At this moment, Bertha, Van Naghel and Marianne arrived, very late.

Mamma at once went up to them. The people in the two rooms now made some attempt to adopt an att.i.tude; and their excitement cooled down. But it struck them all that Van Naghel looked exceedingly tired, Bertha pale and Marianne as though she had been crying; her eyes were specks under her swollen lids. They exchanged vague, almost doleful good-evenings, giving a hand here, a kiss there....

After all the agitation, a gloom descended upon the family. The voices sank into a whisper. And, through the whispering, suddenly, the voices of the two old aunts sounded piercingly, as they spoke to the Van Naghels:

"Yes, yes, I remember you, I know you. Good-evening, Van Naghel."

"Good-evening, Aunt."

"Good-evening, Toetie. Yes, yes, I know you: you're Toetie, Van Naghel's wife. And who's that?"

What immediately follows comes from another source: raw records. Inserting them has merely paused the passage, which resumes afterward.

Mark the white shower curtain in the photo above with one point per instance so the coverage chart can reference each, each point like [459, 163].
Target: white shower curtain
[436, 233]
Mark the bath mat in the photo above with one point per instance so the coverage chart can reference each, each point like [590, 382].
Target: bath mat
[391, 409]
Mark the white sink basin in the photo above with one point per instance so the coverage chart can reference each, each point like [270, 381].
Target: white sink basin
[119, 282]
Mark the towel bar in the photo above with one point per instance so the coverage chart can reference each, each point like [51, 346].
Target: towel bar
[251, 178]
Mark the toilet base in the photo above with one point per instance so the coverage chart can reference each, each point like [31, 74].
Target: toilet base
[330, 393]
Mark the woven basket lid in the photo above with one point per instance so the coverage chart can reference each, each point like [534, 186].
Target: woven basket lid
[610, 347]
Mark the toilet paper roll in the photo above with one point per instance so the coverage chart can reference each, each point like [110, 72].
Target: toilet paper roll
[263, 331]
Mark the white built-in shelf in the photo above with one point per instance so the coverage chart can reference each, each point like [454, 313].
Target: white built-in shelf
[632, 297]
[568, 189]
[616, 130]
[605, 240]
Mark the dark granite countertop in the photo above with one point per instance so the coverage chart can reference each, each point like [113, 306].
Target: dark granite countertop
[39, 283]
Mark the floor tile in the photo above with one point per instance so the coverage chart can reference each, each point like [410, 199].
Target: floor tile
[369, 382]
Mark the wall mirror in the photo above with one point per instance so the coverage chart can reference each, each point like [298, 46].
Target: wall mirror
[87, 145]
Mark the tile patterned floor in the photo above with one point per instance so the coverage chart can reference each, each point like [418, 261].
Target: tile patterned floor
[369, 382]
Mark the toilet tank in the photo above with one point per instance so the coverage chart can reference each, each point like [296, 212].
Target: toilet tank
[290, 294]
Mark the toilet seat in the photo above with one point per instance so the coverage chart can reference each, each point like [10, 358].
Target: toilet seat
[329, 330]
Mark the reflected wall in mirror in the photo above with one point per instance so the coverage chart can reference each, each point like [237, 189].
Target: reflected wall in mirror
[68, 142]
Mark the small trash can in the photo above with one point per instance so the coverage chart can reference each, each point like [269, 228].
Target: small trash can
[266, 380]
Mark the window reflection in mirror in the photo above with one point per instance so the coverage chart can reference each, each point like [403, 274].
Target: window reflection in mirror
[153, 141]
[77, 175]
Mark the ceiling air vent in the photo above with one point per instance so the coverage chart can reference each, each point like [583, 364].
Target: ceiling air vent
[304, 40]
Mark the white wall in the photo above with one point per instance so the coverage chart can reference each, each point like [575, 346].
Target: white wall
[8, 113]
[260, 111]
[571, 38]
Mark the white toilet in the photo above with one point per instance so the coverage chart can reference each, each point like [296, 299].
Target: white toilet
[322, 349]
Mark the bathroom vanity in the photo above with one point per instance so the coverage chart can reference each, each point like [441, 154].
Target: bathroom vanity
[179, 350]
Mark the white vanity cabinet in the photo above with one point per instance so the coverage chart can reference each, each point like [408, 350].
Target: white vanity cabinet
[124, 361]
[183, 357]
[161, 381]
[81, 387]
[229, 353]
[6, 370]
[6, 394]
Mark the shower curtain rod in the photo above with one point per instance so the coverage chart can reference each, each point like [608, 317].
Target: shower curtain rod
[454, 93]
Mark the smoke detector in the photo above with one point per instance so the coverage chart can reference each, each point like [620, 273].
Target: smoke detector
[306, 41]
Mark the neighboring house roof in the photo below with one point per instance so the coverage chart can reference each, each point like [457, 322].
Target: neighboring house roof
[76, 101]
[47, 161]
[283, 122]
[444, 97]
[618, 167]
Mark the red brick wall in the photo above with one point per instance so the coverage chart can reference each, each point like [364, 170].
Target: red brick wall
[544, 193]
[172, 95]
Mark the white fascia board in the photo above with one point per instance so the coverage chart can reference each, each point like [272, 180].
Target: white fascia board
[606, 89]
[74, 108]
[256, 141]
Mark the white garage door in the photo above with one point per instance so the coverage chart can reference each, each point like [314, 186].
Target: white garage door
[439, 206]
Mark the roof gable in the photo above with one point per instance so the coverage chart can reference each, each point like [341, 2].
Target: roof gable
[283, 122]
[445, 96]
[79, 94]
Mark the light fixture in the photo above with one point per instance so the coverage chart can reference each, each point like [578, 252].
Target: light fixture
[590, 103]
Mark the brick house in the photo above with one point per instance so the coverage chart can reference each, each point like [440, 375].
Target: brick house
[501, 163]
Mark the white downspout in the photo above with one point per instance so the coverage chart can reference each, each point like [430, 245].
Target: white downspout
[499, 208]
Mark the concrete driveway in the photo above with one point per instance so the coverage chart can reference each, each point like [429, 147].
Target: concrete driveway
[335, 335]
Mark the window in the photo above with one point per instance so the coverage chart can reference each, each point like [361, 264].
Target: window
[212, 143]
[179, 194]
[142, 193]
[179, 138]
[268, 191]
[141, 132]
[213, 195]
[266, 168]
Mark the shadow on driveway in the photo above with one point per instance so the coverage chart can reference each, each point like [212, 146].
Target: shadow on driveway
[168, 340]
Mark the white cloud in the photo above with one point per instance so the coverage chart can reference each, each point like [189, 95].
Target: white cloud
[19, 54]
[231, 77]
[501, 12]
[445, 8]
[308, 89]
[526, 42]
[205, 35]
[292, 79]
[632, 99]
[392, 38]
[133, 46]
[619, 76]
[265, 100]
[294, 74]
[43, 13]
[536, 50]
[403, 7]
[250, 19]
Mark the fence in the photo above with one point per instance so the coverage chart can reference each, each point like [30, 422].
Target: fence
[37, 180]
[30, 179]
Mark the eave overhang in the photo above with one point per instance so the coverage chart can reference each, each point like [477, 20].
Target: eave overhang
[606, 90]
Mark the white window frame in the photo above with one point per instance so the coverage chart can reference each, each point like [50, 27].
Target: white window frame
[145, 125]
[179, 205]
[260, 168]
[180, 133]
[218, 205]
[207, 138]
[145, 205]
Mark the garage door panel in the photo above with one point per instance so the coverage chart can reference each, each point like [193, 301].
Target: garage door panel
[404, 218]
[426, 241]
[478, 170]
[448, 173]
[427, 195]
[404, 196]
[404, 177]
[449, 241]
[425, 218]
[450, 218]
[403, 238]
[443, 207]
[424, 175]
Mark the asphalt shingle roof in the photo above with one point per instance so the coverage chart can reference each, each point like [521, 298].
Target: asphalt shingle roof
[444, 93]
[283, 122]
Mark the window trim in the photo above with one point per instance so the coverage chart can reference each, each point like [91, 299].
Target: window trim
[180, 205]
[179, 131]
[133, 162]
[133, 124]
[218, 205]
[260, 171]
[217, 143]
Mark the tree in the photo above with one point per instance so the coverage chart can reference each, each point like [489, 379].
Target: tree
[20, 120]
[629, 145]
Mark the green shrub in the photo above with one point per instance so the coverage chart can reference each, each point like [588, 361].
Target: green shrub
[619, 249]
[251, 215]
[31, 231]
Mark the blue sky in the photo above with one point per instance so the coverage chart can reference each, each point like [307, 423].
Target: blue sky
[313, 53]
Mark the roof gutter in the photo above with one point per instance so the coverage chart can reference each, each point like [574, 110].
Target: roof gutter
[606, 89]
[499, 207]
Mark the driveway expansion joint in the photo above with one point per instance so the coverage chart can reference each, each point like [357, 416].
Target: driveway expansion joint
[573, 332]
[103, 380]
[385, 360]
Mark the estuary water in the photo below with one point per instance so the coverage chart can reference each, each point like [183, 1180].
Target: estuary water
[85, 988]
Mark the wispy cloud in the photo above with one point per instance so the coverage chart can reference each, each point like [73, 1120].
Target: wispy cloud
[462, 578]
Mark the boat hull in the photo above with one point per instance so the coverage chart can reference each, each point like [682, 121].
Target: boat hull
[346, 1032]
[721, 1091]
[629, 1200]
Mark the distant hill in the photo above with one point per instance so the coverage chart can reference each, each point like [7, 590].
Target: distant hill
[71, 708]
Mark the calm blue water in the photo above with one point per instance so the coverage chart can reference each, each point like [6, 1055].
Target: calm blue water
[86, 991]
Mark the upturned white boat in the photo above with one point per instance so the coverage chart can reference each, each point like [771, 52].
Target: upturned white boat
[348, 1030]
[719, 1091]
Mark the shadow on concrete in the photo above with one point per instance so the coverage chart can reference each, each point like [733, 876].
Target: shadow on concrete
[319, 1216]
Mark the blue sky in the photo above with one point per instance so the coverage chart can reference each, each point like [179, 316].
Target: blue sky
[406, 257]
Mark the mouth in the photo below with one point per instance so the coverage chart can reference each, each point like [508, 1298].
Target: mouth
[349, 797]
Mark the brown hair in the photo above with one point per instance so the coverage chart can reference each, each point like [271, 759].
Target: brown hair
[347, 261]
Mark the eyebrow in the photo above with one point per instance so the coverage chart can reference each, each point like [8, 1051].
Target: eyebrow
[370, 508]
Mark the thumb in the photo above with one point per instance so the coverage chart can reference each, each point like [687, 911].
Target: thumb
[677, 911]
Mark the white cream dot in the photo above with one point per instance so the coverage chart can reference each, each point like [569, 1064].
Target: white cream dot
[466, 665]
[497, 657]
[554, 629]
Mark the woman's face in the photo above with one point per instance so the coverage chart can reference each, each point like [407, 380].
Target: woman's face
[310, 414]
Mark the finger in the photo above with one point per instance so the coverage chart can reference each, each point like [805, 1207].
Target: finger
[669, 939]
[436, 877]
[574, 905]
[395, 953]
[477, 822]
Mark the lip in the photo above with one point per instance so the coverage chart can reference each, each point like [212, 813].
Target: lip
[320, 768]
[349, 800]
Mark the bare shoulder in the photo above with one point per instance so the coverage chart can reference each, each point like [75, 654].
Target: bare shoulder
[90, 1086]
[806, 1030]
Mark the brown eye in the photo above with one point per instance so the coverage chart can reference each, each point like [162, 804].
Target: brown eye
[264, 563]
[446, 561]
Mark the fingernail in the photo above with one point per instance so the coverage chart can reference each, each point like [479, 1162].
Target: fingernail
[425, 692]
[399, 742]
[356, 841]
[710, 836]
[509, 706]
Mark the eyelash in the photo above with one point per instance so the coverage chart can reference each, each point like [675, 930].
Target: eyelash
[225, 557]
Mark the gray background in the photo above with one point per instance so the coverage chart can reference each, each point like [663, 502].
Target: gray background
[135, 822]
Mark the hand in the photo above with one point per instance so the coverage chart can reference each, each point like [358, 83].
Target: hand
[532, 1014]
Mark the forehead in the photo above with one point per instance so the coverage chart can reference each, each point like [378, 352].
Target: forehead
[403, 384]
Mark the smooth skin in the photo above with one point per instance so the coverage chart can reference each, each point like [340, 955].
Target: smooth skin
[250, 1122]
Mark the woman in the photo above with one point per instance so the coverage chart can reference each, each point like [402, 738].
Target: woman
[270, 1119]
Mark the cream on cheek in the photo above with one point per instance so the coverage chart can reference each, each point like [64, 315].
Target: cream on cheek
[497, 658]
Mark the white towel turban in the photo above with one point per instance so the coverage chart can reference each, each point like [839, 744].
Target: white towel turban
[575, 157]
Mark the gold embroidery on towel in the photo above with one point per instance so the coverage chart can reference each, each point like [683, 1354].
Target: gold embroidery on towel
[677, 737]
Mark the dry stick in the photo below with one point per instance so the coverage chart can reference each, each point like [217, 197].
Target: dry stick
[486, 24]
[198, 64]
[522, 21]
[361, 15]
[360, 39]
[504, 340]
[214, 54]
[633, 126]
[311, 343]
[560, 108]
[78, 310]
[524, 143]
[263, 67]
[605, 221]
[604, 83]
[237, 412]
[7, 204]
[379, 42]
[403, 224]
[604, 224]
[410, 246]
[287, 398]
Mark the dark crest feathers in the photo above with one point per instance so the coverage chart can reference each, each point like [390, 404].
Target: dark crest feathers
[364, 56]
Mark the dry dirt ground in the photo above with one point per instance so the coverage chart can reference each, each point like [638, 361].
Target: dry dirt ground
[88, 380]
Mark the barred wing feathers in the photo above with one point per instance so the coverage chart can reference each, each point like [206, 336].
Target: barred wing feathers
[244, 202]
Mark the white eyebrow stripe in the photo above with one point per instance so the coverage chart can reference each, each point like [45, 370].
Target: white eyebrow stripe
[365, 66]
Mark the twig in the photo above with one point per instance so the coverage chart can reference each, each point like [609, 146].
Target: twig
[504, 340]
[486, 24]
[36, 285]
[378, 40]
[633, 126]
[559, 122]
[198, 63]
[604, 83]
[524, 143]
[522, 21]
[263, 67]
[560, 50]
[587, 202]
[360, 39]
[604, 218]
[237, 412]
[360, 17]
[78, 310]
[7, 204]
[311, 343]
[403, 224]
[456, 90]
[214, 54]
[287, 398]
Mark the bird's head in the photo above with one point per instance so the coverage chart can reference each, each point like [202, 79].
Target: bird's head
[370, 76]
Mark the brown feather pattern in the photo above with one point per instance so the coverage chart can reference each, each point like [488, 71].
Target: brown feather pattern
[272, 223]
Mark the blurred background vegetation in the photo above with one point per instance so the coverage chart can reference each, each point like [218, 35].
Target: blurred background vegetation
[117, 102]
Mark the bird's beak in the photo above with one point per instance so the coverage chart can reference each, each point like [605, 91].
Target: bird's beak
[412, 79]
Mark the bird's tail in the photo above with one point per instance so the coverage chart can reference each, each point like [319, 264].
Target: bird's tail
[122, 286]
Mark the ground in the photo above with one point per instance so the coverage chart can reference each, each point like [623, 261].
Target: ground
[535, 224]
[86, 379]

"That's my girl, Auntie: Marianne. And I'm Bertha...."

"Oh, yes, that's Emilietje!" Auntie Tine screamed in Auntie Rine's ear, in a moment of sudden and not yet perfect lucidity. "That's Toetie's daughter Emilie-etje!"

"No, Auntie, Emilie is married!"

"What d'you say? Is she dead?"

"No," screamed Auntie Tine, "Floortje, Floortje is married! This is Emilie-etje!"